Easy: Buy this book.

It’s only $10.

“Wait a minute”, you say… “This is not even a language learning book, it looks like a comic strip and it’s not even in French, how would it be the best way to learn French?”.

First of all, this is one of the best stories I have read in a book, novel or comic. The scenario starts very conventionally and slowly drives you into directions that will keep you guessing until the very end.

Consider this book as an introduction to “Bandes Dessinées”, a very important part of French culture that children and adults enjoy throughout their life. “Bande dessinées” (usually referred to as “BD” in France) literally means “drawn strip” but “comic strip” is close enough. However, it’s very different from the comic strips that you are used to if you live in the US.

Not only are the BD’s a very fertile ground for countless artists but writers sometimes dedicate their entire career to BD’s over novels. That’s how strong the phenomenon is in France.

So what makes this book so special?

First of all, the story is from Jean Van Hamme, one of the most inventive story writers that I’ve ever had the pleasure to read. To me, he sits right there with the likes of Alastair Reynolds, Peter Hamilton, J.K. Rowling, Robert Ludlum and Dan Simmons. You will find him as the prolific author of many other series, but I find this one to be really his masterpiece.

“The Master of the Mountains” is part of the Thorgal series. It’s book number fifteen in the series, but since very few of them were translated in English, it has a different number in English.
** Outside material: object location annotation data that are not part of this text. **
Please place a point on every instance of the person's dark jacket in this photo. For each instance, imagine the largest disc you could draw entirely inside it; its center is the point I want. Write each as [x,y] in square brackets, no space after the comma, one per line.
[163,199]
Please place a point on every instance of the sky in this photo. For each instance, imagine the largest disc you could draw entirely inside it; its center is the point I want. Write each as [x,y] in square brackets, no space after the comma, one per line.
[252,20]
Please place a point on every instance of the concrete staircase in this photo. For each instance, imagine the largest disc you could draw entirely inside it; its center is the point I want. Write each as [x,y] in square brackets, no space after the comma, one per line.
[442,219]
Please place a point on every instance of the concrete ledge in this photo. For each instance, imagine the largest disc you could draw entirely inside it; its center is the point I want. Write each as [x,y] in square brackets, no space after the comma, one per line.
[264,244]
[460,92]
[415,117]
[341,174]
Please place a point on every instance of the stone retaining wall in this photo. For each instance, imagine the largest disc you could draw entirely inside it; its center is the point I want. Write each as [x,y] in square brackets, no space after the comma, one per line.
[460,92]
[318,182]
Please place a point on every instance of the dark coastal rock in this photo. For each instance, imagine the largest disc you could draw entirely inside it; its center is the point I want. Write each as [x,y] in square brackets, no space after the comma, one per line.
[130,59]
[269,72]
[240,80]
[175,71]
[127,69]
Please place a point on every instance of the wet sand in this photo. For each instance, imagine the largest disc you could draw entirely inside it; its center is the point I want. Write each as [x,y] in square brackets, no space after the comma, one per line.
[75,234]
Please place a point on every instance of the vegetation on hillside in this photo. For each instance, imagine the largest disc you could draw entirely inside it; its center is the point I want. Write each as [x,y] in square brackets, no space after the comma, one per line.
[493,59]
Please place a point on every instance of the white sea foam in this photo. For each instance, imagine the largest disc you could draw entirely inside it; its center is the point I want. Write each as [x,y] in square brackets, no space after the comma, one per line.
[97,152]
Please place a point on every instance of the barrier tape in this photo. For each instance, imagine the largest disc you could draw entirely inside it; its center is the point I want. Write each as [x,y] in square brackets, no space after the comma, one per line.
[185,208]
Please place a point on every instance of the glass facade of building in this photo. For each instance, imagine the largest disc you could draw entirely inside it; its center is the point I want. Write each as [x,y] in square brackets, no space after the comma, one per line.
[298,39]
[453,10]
Fortunately, you don’t need to have read the previous books to enjoy this particular book, but it’s an exception more than a rule: Van Hamme is the master of plots that span over dozens of books and not only does Thorgal deliver compelling and imaginative stories, it also hinges over a common story arc that is slowly revealed book after book. This is not your standard viking war story.

I’m going to resist the urge of dropping even the slightest hint about what “The Master of the Mountain” is about. The less you know about it when you turn to the first page, the more you’ll enjoy it.

Once you’re done with this book, I am betting that your appetite will be whetted and you will want to know more about Thorgal, French bandes dessinées and, hopefully, French language itself. Maybe you will be tempted to buy the French version of this album, even though it’s a bit more expensive ($25) and start learning French by comparing the two side by side.

Once you are done with Thorgal (there are 31 books so far, the next one will be out in November), you will probably want to start looking at the XIII series, that Van Hamme authored as well, and which tells the tale of someone who wakes up one day having forgotten everything about his past and trying to piece it together with the only piece of information that he has: the number “XIII” tatooed on his neck (if this sounds familiar to you, it does use the same premise as the Bourne series, but it quickly goes into very different territory).